Kosiniak-Kamysz: PiS proponował nam wystawienie kandydata na sędziego TK. Mieli go poprzeć

"Tydzień temu była rozmowa z marszałkiem Terleckim. Była propozycja możliwości poparcia, jeśli PSL wystawiłoby własnego kandydata na sędziego Trybunału Konstytucyjnego, ale nie jesteśmy zainteresowani" - mówi gość Kontrwywiadu RMF FM, szef PSL Władysław Kosiniak-Kamysz. "Udowadniamy swój charakter i to, że nie jesteśmy pazerni na stołki" - uważa gość RMF FM. Dodaje, że gdyby PSL wystawił własnego kandydata, to wszyscy mówiliby, że ludowcy jak zwykle biorą wszystko. Światełko w tunelu po spotkaniu z prezesem PiS? "Nie wiem, czy światło jest tu najważniejsze. Widzę w tym jakąś nadzieję, że można normalnie ze sobą rozmawiać" - odpowiada Kosiniak-Kamysz.
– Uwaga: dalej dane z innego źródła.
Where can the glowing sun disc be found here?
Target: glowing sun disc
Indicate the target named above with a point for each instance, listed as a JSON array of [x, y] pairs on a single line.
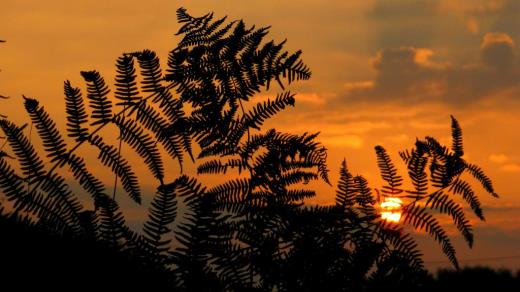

Jego zdaniem "jeżeli to było jedno spotkanie, to jest jakaś gra, kolejny akt w tym całym dramacie". Dodaje, że jeśli ze spotkań ma wyjść jakakolwiek konkluzja dotycząca Trybunału, to musi być zbudowane zaufanie i utrzymane tempo spotkań. Euforia po spotkaniu z prezesem Kaczyńskim? "Czemu mamy nie być zadowoleni po rozmowie, która daje jakąś nadzieję?" - odpowiada gość Kontrwywiadu. Jego zdaniem to, że szef PO był niezadowolony może oznaczać, że "chciał się odróżnić". "Mówiłem na spotkaniu, żeby każdy z uczestników pokazał jedną fundamentalną wartość i element, z którego można się wycofać" - dodaje Kosiniak-Kamysz. Pytany o to, czy brak publikacji wyroku TK oznacza brak dalszych rozmów, odpowiada: "Takiego kategorycznego warunku bym nie stawiał, bo to zamyka drogę do dalszej dyskusji".